Deep Data Merge

Understand how the deep data merge works

documentation posts saaru


The Deep Data Merge is what allows Saaru sites to access various metadata from other posts, including ways of organizing your posts.

Saaru also allows you to define your own systems of classification, such as tags or collections. Both are functionally similar, but you can choose to opt out of either or both by simply not including the tags or collections fields in your frontmatter per your choice.

Furthermore, Saaru also allows you to have arbitrary JSON Values injected in through the .saaru.json file, which can then be accessed by all templates - one use-case might be that you pull in some data from an API as a part of your build stage, store it in .saaru.json, and then use that content in the site.

All this information can be accessed during the rendering of any template. This is known as the Deep Data Merge.

Motivations

Each and every .md file has frontmatter, which it uses to store metadata such as the author name, date, title, description, and so on.

Saaru also allows you to define your own systems of classification, such as tags or collections. Both are functionally similar, but you can choose to opt out of either or both by simply not including the tags or collections fields in your frontmatter per your choice.

---
title: something
description: something else
collections:
  - posts
tags:
  - computerscience
  - space
  - alphabet
---

The first pass of the SSG Renderer is a frontmatter pass, where inverted indices (think TF-IDF) of both collections and tags are created.

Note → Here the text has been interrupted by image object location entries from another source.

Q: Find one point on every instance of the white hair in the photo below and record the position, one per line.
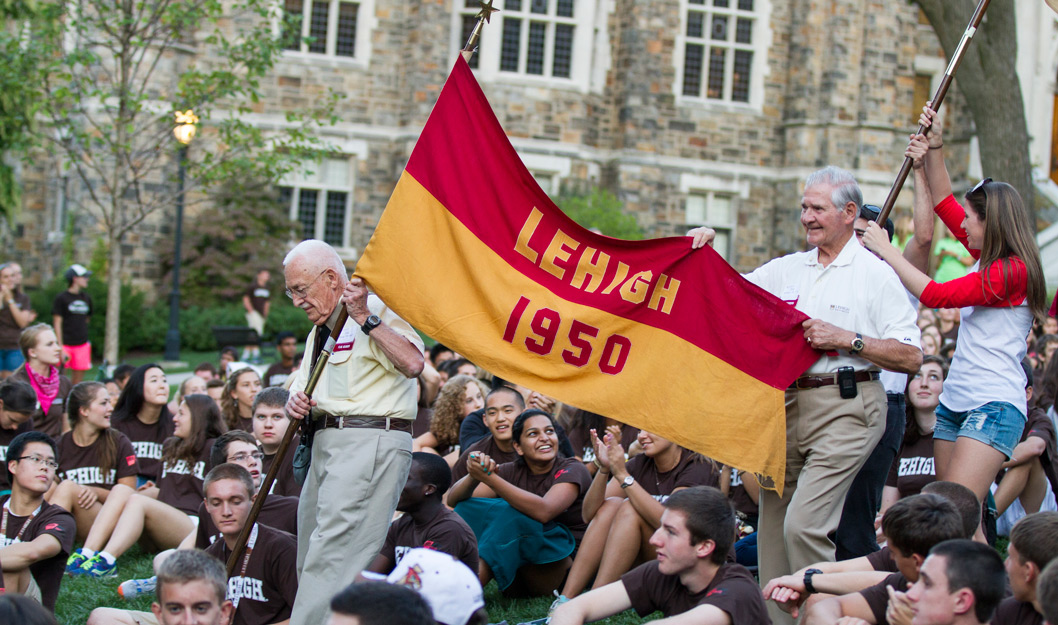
(318, 255)
(845, 187)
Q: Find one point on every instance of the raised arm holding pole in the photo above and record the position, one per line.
(942, 90)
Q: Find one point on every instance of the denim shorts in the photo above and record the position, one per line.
(997, 424)
(11, 360)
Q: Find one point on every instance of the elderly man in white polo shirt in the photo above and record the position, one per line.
(860, 320)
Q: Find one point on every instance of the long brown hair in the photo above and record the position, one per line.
(205, 425)
(449, 409)
(80, 396)
(1008, 232)
(230, 407)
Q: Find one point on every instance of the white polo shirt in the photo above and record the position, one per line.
(857, 292)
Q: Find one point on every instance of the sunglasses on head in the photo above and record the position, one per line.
(981, 185)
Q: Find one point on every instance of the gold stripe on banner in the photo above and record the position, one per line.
(437, 275)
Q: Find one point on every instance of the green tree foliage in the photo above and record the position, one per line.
(245, 228)
(116, 73)
(600, 209)
(18, 97)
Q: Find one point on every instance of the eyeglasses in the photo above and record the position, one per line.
(303, 291)
(40, 461)
(243, 457)
(980, 186)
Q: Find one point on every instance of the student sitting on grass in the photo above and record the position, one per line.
(94, 458)
(502, 407)
(624, 504)
(527, 513)
(913, 526)
(271, 422)
(18, 402)
(36, 535)
(690, 582)
(1034, 545)
(278, 512)
(165, 521)
(426, 521)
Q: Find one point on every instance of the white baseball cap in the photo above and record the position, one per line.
(449, 586)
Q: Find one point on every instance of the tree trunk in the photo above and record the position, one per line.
(988, 80)
(113, 329)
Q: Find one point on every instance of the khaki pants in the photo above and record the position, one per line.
(827, 440)
(346, 504)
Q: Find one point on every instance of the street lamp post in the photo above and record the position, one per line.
(184, 131)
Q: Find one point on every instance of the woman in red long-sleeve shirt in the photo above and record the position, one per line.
(982, 410)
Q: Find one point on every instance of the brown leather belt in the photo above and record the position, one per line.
(818, 381)
(367, 422)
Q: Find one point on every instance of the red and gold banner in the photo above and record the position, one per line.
(669, 339)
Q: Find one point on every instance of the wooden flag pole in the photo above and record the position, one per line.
(942, 90)
(280, 456)
(484, 17)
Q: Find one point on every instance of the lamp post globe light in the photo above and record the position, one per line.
(184, 131)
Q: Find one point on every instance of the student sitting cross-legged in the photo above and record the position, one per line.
(36, 535)
(94, 458)
(426, 521)
(690, 581)
(164, 521)
(527, 513)
(624, 504)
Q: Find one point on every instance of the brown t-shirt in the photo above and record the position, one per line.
(1011, 611)
(277, 374)
(913, 467)
(5, 437)
(447, 532)
(487, 445)
(258, 297)
(52, 422)
(285, 483)
(181, 481)
(8, 329)
(1039, 424)
(49, 519)
(877, 596)
(882, 561)
(265, 592)
(147, 442)
(81, 464)
(277, 512)
(564, 471)
(740, 498)
(691, 471)
(732, 590)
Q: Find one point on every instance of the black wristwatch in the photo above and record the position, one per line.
(808, 587)
(857, 344)
(371, 323)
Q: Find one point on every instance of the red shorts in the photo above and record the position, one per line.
(80, 356)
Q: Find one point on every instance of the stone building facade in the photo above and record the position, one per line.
(690, 111)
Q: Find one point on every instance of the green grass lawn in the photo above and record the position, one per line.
(79, 595)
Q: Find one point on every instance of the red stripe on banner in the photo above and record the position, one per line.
(660, 282)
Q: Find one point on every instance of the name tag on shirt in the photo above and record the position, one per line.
(347, 337)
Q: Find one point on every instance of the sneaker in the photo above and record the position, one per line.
(75, 562)
(133, 588)
(559, 600)
(96, 567)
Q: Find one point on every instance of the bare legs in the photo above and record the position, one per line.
(127, 517)
(616, 540)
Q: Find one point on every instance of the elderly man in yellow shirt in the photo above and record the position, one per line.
(363, 408)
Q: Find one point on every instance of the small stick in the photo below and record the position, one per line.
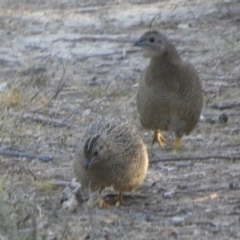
(42, 158)
(47, 121)
(225, 106)
(188, 158)
(108, 38)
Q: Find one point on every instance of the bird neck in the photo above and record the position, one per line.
(169, 56)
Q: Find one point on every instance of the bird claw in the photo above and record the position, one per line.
(158, 137)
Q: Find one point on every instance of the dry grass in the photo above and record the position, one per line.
(51, 96)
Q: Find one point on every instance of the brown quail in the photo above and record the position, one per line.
(111, 153)
(170, 94)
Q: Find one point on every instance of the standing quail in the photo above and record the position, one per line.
(170, 94)
(111, 153)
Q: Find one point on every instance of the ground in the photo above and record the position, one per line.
(63, 63)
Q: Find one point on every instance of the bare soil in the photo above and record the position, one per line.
(63, 64)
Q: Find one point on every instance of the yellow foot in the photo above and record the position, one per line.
(119, 200)
(103, 204)
(158, 137)
(176, 144)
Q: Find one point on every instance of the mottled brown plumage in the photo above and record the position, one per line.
(169, 96)
(111, 153)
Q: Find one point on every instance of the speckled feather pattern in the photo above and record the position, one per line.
(125, 160)
(169, 96)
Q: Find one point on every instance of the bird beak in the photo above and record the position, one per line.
(140, 43)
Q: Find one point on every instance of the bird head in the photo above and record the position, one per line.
(153, 43)
(95, 151)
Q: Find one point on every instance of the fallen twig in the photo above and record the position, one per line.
(225, 106)
(188, 158)
(107, 54)
(43, 158)
(108, 38)
(47, 121)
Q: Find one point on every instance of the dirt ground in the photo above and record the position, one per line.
(63, 63)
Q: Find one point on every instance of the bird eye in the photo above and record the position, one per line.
(151, 40)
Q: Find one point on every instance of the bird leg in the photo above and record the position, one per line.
(158, 137)
(176, 144)
(119, 201)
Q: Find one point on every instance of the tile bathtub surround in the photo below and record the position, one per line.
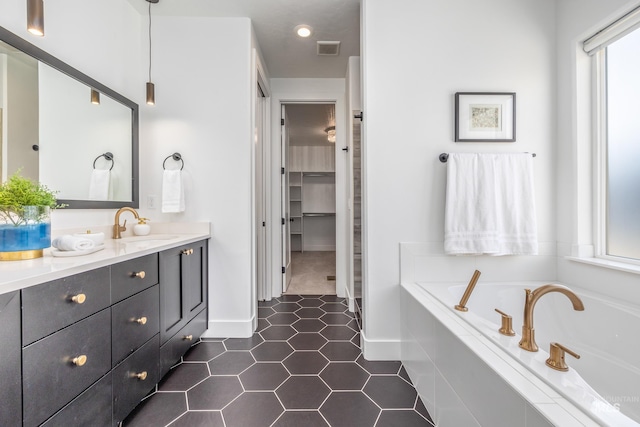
(302, 368)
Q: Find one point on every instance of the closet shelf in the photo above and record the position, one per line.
(318, 173)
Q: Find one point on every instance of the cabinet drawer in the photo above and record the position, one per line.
(134, 378)
(133, 322)
(133, 276)
(94, 407)
(50, 376)
(54, 305)
(172, 350)
(10, 360)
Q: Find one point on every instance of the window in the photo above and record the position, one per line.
(618, 79)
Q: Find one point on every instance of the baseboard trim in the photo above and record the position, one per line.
(230, 328)
(380, 349)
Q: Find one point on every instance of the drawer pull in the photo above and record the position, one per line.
(80, 360)
(79, 299)
(142, 321)
(139, 274)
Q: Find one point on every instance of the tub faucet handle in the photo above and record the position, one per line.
(556, 356)
(507, 324)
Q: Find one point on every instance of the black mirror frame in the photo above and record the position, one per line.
(39, 54)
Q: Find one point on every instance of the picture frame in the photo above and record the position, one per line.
(485, 117)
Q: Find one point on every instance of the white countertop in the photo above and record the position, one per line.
(16, 275)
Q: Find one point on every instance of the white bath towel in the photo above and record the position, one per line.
(99, 184)
(172, 191)
(70, 243)
(490, 206)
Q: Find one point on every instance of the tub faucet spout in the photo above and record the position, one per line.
(467, 293)
(528, 341)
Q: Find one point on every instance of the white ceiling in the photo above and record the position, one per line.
(286, 55)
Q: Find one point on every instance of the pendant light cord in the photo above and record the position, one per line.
(149, 41)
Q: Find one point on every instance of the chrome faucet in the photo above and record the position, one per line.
(528, 341)
(117, 228)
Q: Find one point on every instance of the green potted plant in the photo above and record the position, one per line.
(25, 227)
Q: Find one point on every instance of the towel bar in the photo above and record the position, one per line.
(108, 156)
(175, 156)
(445, 156)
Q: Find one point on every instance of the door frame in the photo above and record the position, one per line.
(260, 249)
(342, 186)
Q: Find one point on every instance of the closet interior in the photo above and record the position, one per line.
(311, 198)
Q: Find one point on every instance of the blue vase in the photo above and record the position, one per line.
(24, 232)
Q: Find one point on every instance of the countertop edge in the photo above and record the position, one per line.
(27, 273)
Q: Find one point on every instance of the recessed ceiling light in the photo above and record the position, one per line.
(303, 30)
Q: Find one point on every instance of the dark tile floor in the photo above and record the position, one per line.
(302, 368)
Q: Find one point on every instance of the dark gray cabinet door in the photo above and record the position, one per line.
(172, 350)
(183, 286)
(10, 363)
(194, 278)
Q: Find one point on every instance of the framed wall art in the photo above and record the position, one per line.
(485, 117)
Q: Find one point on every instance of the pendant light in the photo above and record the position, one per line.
(151, 89)
(95, 97)
(35, 17)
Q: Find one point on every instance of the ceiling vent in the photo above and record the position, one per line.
(329, 48)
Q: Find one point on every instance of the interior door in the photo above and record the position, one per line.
(286, 214)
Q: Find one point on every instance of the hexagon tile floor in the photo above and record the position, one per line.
(302, 368)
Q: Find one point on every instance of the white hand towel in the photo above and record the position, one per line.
(172, 191)
(99, 184)
(490, 206)
(70, 243)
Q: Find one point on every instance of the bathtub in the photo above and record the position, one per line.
(600, 388)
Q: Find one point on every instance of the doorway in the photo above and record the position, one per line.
(309, 198)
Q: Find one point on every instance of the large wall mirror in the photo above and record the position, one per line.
(60, 127)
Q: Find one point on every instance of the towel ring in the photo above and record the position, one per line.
(175, 156)
(108, 156)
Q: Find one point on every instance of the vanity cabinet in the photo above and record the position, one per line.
(62, 365)
(87, 348)
(10, 363)
(183, 299)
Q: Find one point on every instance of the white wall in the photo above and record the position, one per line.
(202, 75)
(577, 20)
(413, 63)
(202, 72)
(108, 49)
(21, 115)
(354, 102)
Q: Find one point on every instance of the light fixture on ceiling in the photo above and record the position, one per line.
(303, 31)
(95, 97)
(151, 89)
(331, 134)
(35, 17)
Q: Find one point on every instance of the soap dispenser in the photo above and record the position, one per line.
(142, 228)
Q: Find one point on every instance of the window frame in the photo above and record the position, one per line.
(600, 135)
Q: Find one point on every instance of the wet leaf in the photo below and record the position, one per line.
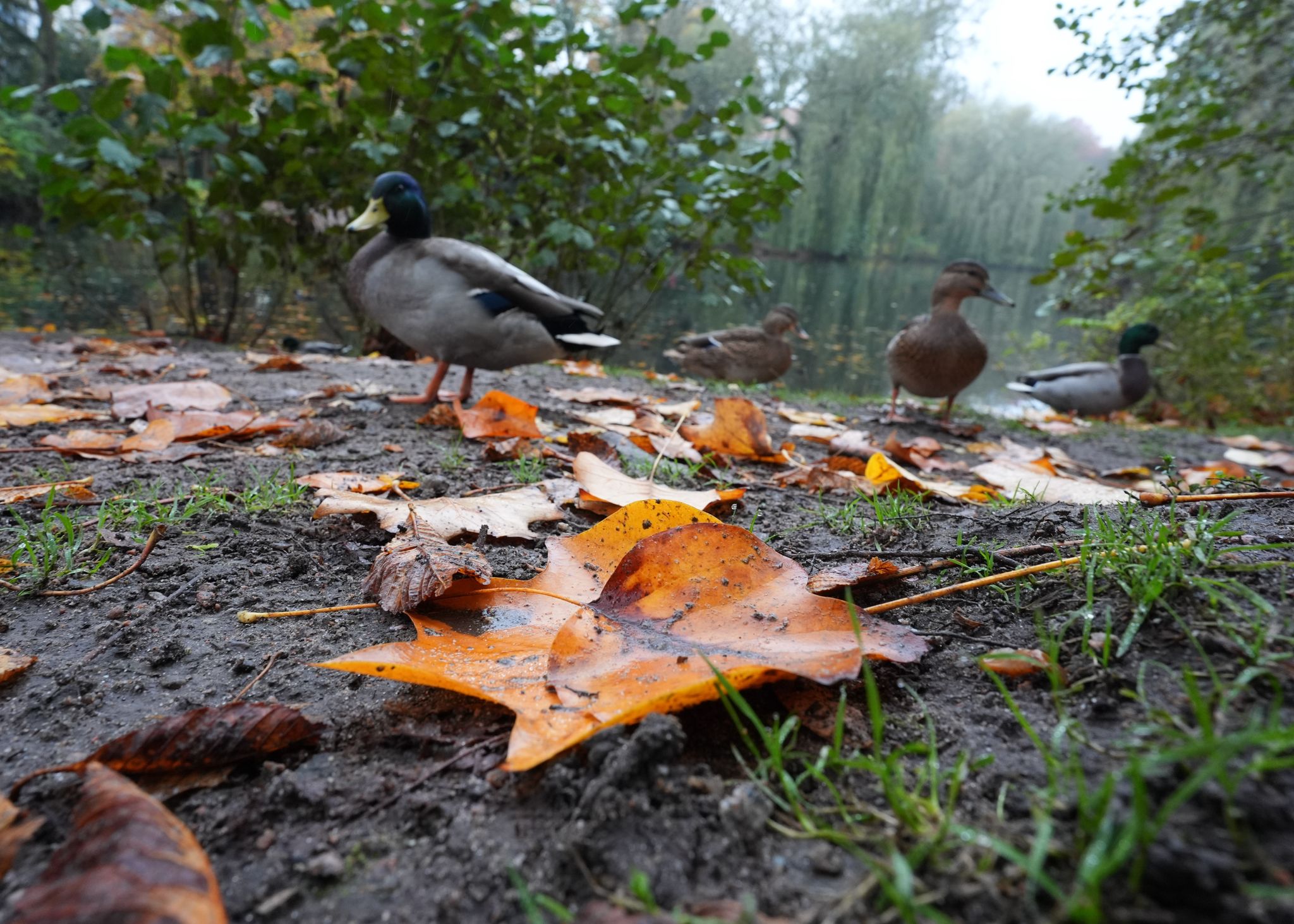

These indices are then accessible in frontmatter such that one can easily generate an index page for every document present here.

Thus, our generated indices will look something like this ->

collection_map:
  - posts: [something]
tag_map:
  - computerscience: [something]
  - space: [something]
  - alphabet: [something]

It is also possible to auto-generate the tags pages such that lookups are possible on the basis of tags.

New Render Pipeline

In this architecture, there are two passes that go into rendering files - this is architectured to make the deep data merge possible.

  1. Frontmatter Pass -
    • Read every File in the source directory
    • Capture all the frontmatter in structs
    • Read all the Markdown Content and store it (but do not convert it to HTML) - this is so we don't need to read it again to save on I/O
    • Create all the indices/maps on the fly (collection_map, tag_map) at this point
    • Capture structure - HashMap<Path, AugmentedFrontmatter> where AugmentedFrontmatter has the frontmatter, read content markdown (and possibly later have live reload based on file changes)

By the end of the frontmatter pass, all collections and collection data must be satisfied, should any other template wish to read it

  1. Render Pass
    • Iterate through the entire hashmap, passing the collections available as a part of the context
    • Render the markdown present and write it to file
    • Now the entire set of templates has access to the data acquired in the merge.

The Frontmatter passed to every file

Every file gets the following frontmatter passed into it ->

let rendered_final_html = rendered_template
.render(context!(
      frontmatter => input_aug_frontmatter.frontmatter,
      postcontent => html_output,
      base => context!(
        tags => &self.tag_map,
        collections => &self.collection_map,
        json => &self.arguments.json_content
      )
      ))
.unwrap();

Feel free to use any of these in your pages!